4. Now we are ready to enter documents into the XMLSchema-based
table from an XML document that is stored in XML_DIR and is in the
format specified by the implemented schema. Insert into invoiceformtest values
(XMLType(bfilename('XMLDIR', 'invoiceformtest.txt'),
nls_charset_id(' AL32UTF8')));
Let’s look at what we’ve just created using the object_value
pseudocolumn on the XML document.
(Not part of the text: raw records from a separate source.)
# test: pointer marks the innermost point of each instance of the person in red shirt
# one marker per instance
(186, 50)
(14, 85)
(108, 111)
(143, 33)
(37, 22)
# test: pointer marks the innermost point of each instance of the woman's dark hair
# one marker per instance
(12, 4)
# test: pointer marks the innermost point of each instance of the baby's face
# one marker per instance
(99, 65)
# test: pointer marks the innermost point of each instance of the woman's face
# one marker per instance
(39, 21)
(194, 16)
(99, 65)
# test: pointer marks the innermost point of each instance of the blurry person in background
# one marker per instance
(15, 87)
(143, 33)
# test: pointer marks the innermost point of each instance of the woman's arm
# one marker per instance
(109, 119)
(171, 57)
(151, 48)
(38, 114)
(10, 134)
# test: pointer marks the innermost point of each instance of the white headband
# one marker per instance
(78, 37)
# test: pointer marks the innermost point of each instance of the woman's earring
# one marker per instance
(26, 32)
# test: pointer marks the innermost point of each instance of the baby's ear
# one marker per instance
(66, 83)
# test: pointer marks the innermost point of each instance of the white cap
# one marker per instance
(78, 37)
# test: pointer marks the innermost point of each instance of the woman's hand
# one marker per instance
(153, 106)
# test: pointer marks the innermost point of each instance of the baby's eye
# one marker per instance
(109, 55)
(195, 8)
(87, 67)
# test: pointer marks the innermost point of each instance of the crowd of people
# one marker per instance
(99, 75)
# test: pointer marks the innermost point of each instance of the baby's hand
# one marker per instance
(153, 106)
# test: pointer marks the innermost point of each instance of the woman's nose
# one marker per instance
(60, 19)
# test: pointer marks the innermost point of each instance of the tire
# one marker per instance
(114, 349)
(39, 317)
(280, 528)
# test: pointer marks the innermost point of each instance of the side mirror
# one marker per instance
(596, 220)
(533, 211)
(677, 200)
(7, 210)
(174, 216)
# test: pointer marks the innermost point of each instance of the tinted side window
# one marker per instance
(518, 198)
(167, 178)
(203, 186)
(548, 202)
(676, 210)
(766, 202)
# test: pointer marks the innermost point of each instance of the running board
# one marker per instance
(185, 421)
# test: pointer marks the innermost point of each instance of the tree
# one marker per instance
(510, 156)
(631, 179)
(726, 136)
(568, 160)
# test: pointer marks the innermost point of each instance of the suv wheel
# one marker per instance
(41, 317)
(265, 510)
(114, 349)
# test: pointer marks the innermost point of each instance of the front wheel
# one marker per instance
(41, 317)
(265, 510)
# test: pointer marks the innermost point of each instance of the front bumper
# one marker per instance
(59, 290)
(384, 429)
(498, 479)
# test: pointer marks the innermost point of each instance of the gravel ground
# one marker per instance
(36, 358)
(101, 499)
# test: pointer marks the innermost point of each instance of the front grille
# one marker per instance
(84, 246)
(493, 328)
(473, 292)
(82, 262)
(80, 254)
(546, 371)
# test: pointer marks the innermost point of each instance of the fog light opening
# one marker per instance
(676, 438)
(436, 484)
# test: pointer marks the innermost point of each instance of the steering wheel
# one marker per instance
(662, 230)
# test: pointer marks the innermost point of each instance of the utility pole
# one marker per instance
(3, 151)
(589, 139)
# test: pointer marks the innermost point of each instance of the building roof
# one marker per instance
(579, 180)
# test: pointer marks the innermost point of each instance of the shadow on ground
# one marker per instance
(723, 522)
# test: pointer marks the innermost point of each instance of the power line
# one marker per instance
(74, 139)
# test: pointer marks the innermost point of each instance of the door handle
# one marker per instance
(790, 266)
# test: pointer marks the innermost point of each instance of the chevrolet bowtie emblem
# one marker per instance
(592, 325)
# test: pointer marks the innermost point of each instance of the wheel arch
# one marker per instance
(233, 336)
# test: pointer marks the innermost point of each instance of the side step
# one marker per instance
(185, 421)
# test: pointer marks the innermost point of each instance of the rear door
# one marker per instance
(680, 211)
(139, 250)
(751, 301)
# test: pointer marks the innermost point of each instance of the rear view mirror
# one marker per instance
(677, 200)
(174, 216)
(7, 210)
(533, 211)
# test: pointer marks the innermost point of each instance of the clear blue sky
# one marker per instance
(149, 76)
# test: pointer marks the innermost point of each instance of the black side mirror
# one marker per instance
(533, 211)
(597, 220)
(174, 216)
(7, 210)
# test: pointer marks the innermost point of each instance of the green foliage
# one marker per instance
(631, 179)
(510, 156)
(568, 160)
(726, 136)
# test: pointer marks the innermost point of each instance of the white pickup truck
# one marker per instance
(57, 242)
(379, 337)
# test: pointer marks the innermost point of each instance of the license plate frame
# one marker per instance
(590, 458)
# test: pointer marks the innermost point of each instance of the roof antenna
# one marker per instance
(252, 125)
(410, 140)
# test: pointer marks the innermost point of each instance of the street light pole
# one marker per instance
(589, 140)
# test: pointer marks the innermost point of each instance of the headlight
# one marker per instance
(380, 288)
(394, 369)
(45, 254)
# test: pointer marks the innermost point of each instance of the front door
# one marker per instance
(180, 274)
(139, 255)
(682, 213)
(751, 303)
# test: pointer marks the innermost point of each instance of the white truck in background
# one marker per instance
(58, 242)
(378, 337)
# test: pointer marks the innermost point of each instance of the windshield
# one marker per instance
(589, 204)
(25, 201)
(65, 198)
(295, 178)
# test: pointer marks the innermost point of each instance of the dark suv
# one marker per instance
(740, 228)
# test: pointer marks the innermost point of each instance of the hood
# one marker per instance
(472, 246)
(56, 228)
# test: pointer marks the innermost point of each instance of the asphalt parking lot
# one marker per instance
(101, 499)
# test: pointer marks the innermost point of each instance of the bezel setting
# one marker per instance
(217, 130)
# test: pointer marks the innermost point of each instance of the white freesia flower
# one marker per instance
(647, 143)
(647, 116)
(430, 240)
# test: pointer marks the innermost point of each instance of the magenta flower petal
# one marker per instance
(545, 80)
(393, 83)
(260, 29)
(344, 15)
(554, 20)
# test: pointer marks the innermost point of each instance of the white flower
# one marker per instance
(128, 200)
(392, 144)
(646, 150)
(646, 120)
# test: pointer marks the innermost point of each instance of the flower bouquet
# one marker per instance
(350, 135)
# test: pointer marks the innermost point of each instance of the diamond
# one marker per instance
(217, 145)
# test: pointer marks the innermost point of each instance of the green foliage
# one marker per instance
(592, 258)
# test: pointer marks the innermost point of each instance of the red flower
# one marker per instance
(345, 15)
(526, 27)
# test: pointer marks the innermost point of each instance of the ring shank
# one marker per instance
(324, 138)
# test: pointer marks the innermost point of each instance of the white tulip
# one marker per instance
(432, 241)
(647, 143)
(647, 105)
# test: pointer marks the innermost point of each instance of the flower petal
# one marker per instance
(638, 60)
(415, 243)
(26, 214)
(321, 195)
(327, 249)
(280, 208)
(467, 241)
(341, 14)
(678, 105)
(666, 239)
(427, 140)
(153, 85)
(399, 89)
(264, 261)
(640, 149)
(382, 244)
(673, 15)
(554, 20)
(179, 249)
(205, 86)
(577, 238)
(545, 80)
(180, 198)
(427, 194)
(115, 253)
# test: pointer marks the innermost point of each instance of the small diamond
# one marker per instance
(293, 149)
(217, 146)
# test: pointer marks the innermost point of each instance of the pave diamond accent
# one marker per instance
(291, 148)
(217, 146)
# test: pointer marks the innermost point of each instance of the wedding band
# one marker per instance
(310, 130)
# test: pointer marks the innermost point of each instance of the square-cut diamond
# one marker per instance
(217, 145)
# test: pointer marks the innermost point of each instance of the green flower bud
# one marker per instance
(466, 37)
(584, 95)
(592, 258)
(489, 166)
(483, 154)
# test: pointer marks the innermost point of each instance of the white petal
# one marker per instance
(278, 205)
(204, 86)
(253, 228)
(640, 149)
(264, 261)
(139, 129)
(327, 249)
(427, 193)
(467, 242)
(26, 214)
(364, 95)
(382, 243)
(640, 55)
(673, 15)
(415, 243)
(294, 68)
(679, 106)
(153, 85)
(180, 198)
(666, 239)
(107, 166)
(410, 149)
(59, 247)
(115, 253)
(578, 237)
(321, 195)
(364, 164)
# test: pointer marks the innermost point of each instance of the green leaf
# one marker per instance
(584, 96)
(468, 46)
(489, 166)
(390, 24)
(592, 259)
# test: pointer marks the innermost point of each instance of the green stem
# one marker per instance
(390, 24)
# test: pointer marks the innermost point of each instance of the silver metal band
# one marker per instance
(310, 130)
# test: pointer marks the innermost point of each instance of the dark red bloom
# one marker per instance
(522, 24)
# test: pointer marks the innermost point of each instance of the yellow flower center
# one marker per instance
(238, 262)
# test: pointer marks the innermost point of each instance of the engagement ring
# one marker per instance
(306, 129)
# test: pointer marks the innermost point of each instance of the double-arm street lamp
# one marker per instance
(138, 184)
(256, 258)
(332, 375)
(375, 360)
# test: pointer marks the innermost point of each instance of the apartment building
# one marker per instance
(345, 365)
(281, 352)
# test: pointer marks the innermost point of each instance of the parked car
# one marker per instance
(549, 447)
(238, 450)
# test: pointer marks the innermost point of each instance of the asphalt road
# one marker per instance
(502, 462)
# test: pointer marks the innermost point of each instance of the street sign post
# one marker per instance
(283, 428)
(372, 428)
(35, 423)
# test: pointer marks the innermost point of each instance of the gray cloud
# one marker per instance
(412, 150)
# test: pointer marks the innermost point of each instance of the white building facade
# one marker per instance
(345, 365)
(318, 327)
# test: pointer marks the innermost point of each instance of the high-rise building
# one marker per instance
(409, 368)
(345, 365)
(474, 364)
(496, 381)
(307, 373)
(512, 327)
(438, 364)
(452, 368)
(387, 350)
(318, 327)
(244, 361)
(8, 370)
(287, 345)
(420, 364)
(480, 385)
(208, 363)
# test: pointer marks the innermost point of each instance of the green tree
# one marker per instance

SQL> select object_value from invoiceformtest;
OBJECT_VALUE
<INVOICEFORMTEST>
<MailAddressTo id="1">
<Person>Joe Smith</Person>
<Street>10 Apple Tree Lane</Street>
<City>New York</City>
<State>NY</State>
<Zipcode>12345</Zipcode>
</MailAddressTo>
</INVOICEFORMTEST>
We’re done!
Understanding XQuery Functions and Expressions
XQuery is a standard developed by the W3C for a query language to
extract information from an XML file It allows us to access physical
XML documents or relational data that is virtualized as XML
documents through XML views. The expressions used can be simple
queries or part of a larger query, and standard functions can be
included such as date/time, arithmetic, or string functions as well
as user-defined functions. XQuery is new in Oracle Database
10g Release 2 and is supported in XMLQuery() and XMLTable()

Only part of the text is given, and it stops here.